Rampel explicou ao Brasil de Fato que a decisão dos indígenas de não esperar uma solução do Estado e já retomar a área se deve à localização anterior da aldeia, que ficava em terras que não possibilitavam o cultivo de alimento suficiente à comunidade, o que estava levando à fome.

“Eles não têm como viver confinados, o histórico de fome é muito grande. Até que a demarcação fosse finalizada, eles foram colocados em um pedaço de terra completamente arrasado. A busca deles é por chegar no território e conseguir viver conforme a sua tradição, os seus usos e as suas necessidades mais básicas”, contou. Essa é a segunda vez que a comunidade tenta assumir a área oficialmente demarcada, mas, novamente, estão sendo alvo de ataques.

Diante da escalada de violência, a Associação Brasileira de Antropologia (ABA) lançou uma nota no dia 10 de novembro em que pede providências do governo federal para que o retorno às terras indígenas seja realizado pelos Kaiowá Guarani em segurança. “Na prática, estes ditames significam que Executivo, Legislativo e Judiciário têm a tarefa constitucional de garantir aos povos indígenas o acesso aos seus territórios de uso e ocupação tradicional, e o direito à vida com dignidade neles, ‘segundo seus usos, costumes e tradições’, como estabelecido no Artigo 231 da Constituição”, diz um trecho da nota.

Poder Público

O Ministério da Justiça e Segurança Pública (MJSP) informou, por meio de nota, que equipes da Força Nacional de Segurança Pública (FNSP), da Fundação Nacional dos Povos Indígenas (Funai) e da Polícia Federal foram acionadas para verificar a denúncia no local. O órgão identificou três vítimas, duas pessoas feridas e uma em óbito. Com isso, a Força Nacional reforçou o patrulhamento na região.

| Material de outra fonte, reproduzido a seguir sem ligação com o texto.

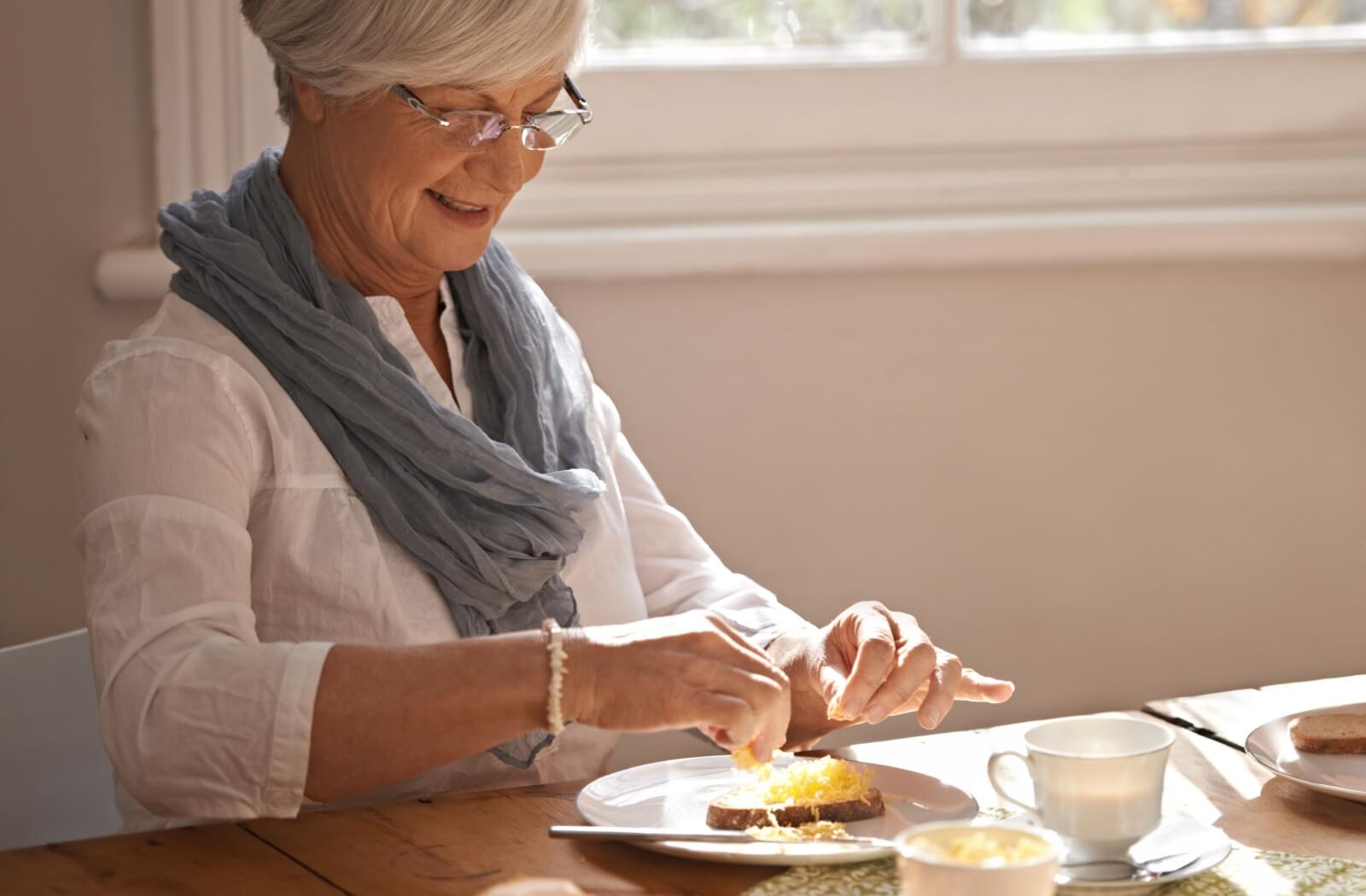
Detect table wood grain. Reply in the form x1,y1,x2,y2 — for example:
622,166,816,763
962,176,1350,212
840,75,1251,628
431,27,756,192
0,712,1366,896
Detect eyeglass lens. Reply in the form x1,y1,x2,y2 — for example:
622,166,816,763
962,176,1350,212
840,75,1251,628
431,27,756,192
435,112,583,152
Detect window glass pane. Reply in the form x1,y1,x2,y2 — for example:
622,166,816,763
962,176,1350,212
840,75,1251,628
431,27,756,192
589,0,937,64
963,0,1366,52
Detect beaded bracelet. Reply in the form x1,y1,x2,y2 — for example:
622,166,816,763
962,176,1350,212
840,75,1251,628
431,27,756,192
541,619,569,735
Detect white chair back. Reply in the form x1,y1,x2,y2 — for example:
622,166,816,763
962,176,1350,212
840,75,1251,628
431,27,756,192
0,628,123,850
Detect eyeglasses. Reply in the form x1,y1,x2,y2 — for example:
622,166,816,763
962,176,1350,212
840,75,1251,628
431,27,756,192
394,75,593,153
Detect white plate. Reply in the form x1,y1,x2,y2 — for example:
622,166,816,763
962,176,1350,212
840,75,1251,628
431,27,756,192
1246,703,1366,803
576,755,977,864
1057,816,1234,896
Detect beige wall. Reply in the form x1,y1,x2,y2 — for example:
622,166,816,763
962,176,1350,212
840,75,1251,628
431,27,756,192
552,264,1366,748
0,3,1366,748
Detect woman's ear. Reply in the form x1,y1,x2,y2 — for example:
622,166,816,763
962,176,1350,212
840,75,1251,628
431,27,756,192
289,75,326,125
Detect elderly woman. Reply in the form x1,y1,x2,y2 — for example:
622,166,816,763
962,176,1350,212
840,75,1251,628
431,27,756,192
77,0,1013,829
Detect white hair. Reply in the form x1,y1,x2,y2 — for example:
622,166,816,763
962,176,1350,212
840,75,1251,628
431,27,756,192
242,0,592,125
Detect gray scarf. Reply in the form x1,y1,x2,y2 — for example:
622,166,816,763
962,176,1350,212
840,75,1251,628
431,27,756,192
157,148,603,768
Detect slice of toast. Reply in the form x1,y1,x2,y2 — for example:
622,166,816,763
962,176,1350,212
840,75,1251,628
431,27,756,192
1289,713,1366,753
706,787,885,830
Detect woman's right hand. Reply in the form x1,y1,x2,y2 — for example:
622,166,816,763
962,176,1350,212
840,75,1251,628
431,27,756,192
564,612,792,762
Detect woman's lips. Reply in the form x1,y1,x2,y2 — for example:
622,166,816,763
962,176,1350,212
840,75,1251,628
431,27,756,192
426,189,493,227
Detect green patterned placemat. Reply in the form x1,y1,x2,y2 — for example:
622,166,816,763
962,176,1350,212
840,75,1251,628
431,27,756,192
744,844,1366,896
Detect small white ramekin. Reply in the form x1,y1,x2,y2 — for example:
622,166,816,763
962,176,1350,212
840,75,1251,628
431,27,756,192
893,821,1064,896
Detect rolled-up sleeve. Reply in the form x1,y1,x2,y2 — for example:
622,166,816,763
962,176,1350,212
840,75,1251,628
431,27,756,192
75,340,330,819
597,391,810,648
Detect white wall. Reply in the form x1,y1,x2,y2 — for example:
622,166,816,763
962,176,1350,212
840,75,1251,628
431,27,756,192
0,2,1366,759
0,0,155,646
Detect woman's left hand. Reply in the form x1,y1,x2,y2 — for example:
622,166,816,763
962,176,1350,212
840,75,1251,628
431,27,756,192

O MJSP destacou que a Força Nacional “atua na região de fronteira e nas terras indígenas do Estado do Mato Grosso do Sul em apoio à Polícia Federal (PF), à Funai e aos órgãos de segurança pública estaduais, conforme previsto na Portaria MJSP nº 1.045/2025, em ações direcionadas à preservação da ordem pública e da incolumidade das pessoas e do patrimônio”.

Ainda segundo o ministério, a atuação ocorre em caráter de apoio, de forma integrada e alinhada ao planejamento definido pelos órgãos demandantes, “de modo que a Força Nacional mantém atuação ininterrupta na área, com patrulhamento ostensivo voltado à prevenção de conflitos e à manutenção da ordem pública”.

A reportagem também enviou pedidos de posicionamentos ao Ministério dos Povos Indígenas (MPI), à Fundação Nacional dos Povos Indígenas (Funai) e à Secretária de Segurança do Estado do Mato Grosso do Sul, e não obteve retorno até o fechamento desta matéria. O espaço permanece aberto.